We know that std::move does not actually move anything . It just cast an lvalue reference (&) to rvalue reference (&&).

Then how in the following example, the copy constructor is called? If there is not move constructor, how does constructing an object that is using std::move() falls back on copy constructor? Exactly how does this binding for variable b happen?

struct Test {
  // Default constructor
  Test() {
    std::cout << "Constructor is called." << std::endl;
    mValue = 0;
  }
  
  // Copy constructor
  Test(const Test& rhs) {
    std::cout << "Copy Constructor is called." << std::endl;
    mName = rhs.mName;
    mValue = rhs.mValue;
  }
    
  std::string mName;
  int mValue;
};

int main() {
  Test a;
  Test b = std::move(a);
  return 0;
}

Output:

Constructor is called.
Copy Constructor is called.

Answer 1

Let's reason by analogy. Think about this code:

void doSomething(const int& x) {
    std::cout << "You like " << x << "? That's my favorite number!" << std::endl;
}

int main() {
    doSomething(137); // <-- Here
}

Now, focus on the call in main . This code compiles and runs just fine, but there's something a bit weird about it. Notice that doSomething takes in a const int& . That means it takes in a reference to an int , and references (normally) only bind to lvalues. But the argument here, 137, is an rvalue. What gives?

The reason this works is that the C++ language specifically allows for const lvalue references to bind to rvalues, even though regular lvalue references can't. For example:

const int& totallyLegal = 137; // Yep, that's fine!
int& whoaNotCoolMan     = 42;  // Compile error!

There are a couple of reasons why you can do this. If you have a const lvalue reference, you've promised that you're allowed to look at the referenced object, but you can't modify it. Therefore, it's safe to bind the lvalue reference to an rvalue, since you wouldn't then have a way to take a "pure value" and assign it something.

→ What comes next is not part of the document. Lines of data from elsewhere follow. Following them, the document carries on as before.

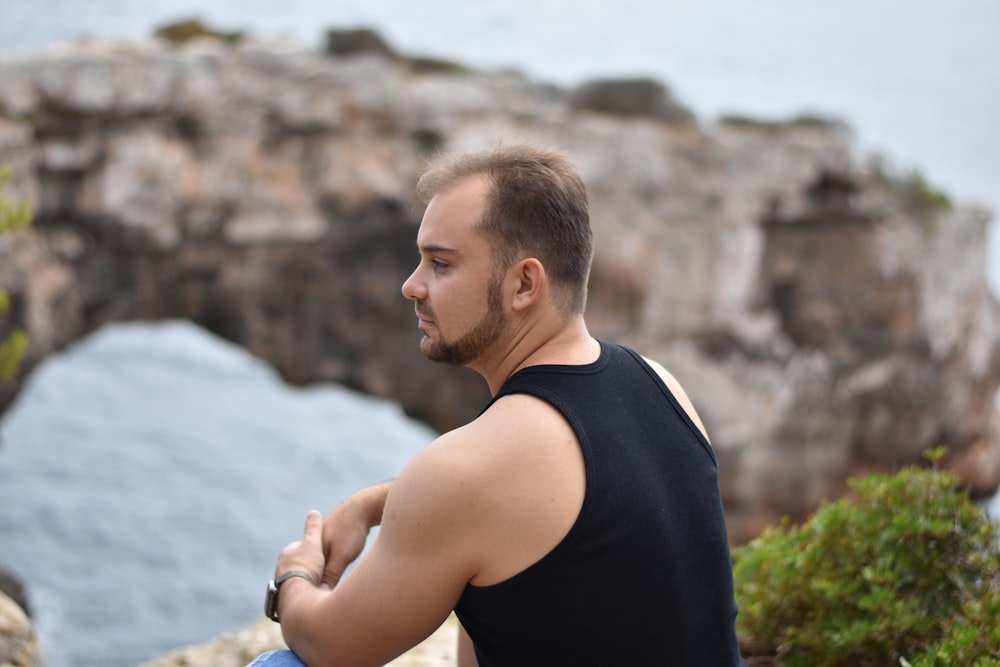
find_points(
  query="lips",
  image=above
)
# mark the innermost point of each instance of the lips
(425, 318)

And historically, pre-C++11, when rvalue references didn't exist, this made it possible to write functions that would say "please pass this argument to me in a way that doesn't involve making copies" by using a const lvalue reference.

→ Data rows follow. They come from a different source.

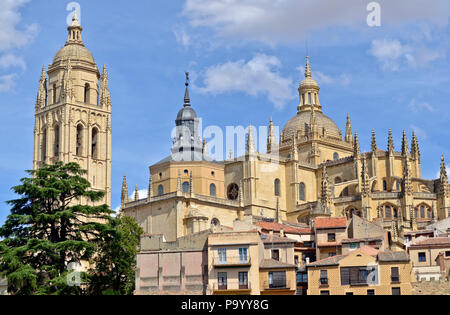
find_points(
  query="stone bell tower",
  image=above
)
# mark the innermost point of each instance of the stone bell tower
(73, 114)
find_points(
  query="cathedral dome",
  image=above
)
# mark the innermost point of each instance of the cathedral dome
(74, 52)
(303, 119)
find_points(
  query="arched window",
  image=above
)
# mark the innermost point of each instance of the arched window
(160, 190)
(186, 187)
(233, 192)
(277, 188)
(302, 192)
(79, 142)
(87, 93)
(94, 145)
(44, 145)
(56, 146)
(212, 190)
(54, 94)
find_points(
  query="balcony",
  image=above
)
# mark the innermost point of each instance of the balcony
(234, 261)
(232, 288)
(277, 285)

Now that we have lvalue references, this rule introduces some points of confusion that weren't previously there. In particular, a const T& can bind to the result of any expression of type T , even if it's a T& or a T&& . That's why the copy constructor is selected in your case.

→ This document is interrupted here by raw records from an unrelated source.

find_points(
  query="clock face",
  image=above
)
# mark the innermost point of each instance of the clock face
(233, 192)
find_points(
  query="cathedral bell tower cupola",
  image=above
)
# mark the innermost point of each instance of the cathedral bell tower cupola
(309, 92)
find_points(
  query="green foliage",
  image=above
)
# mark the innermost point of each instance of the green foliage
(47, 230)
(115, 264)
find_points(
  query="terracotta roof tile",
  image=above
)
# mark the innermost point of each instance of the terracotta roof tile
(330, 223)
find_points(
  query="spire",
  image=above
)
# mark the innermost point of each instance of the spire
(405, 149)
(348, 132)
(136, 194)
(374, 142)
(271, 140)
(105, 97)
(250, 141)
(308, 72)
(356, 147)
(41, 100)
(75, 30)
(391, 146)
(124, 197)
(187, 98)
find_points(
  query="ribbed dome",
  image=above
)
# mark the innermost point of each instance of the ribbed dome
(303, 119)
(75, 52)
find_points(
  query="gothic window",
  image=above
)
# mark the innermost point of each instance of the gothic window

There is one further nuance here, though. The same way that the C++ compiler will automatically define a default constructor, copy constructor, and assignment operator for a class provided that you don't do so yourself, the C++ compiler can automatically define a move constructor as well. However, there's a rule saying that if a type has a user-defined copy constructor, then the compiler won't generate a move constructor for you. So the full answer to your question is "the existence of your copy constructor means that no move constructor is defined, and since the copy constructor takes in a const lvalue reference it'll bind to rvalues as well as lvalues."